I have seen 2 main ways:

  1. Add the timestamp of the last update of the page the use is editing in a hidden input. When committing the timestamp is checked against the current one and if they don't match it has been updated by someone else and return an error.

    • pro: multiple users can edit different parts of the page. The error page can lead to a diff page where the second user can merge his changes in the new page.

    • con: sometime large parts of effort gets wasted during large concurrent edits.

  2. When a user starts editing the page lock it for a reasonable amount of time, when another user then tries to edit he gets an error page and has to wait until either the lock expires or the first user has committed.

    • pro: edit efforts are not wasted.

    • con: an unscrupulous user can lock a page indefinitely. A page with an expired lock may still be able to commit unless otherwise dealt with (using technique 1)

1

Some Object Relational Mapping (ORM) systems will detect which fields of an object have changed since being loaded from the database, and will construct the SQL update statement to only set those values. ActiveRecord for Ruby on Rails is one such ORM.

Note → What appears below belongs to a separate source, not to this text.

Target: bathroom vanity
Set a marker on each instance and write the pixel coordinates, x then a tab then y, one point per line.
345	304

The net affect is that fields the user didn't change are not included in the UPDATE command sent to the database. People who update different fields at the same time don't overwrite each others changes.

Depending on which programming language you are using, research which ORMs are available, and see if any of them will only update columns in the database marked "dirty" in your application.

8
  • Hi Greg. Unfortunately, this doesn't help with these kinds of race conditions. If you consider my original example, when Alice saves, the ORM will see the price column as dirty and update it - even though the update is not desired.
    – paj28
    Commented Nov 26, 2014 at 8:50
  • 1
    @paj28 The key point in Greg's answer is "fields the user didn't change". Alice didn't change the price, so the ORM wouldn't try to save the "price" value to the database. Commented Nov 27, 2014 at 1:12
  • 1
    @RossPatterson - how does the ORM know the difference between fields the user changed and stale data from the browser? It doesn't, at least without doing some extra tracking. If you want to edit Greg's answer to include such tracking, or submit another answer, that would be helpful.
    – paj28
    Commented Nov 27, 2014 at 8:42
  • @paj28 some part of the system has to know what the user did, and only store the changes the user made. If the user changed the price, then changed it back, then submitted, this should not count as "something the user changed", because they didn't. If you have a system which requires this level of concurrency control, you have to build it this way. If not, not.
    – user251748
    Commented Apr 10, 2017 at 14:49
  • @nocomprende - Some part, sure - but not the ORM as this answer says
    – paj28
    Commented Apr 12, 2017 at 18:45
-2

Within your example of the webstore, it is crucial that you ensure that two access points are never granted access to the same data point before you commit new changes to the platform or even allow a user to edit the platform.

This means ensuring that the database will not allow multiple users to access the same item at once. There are multiple tools in the space that actually automate this process.

Tools like (Intel Inspector): These tools rely on the data race actually occurring during the profiled execution. Data races are notoriously difficult to detect and debug because they depend on a specific timing to be observed. If the race is not triggered during the execution, these tools will not report the data race.

Coderrect (A company that I am an intern for): Coderrect is working on a data race detector that addresses the limitations of tools like Intel inspector. Our tool, Coderrect Scanner, does not rely on profiling the execution, but scans the source code directly and alerts the developer about any possible races.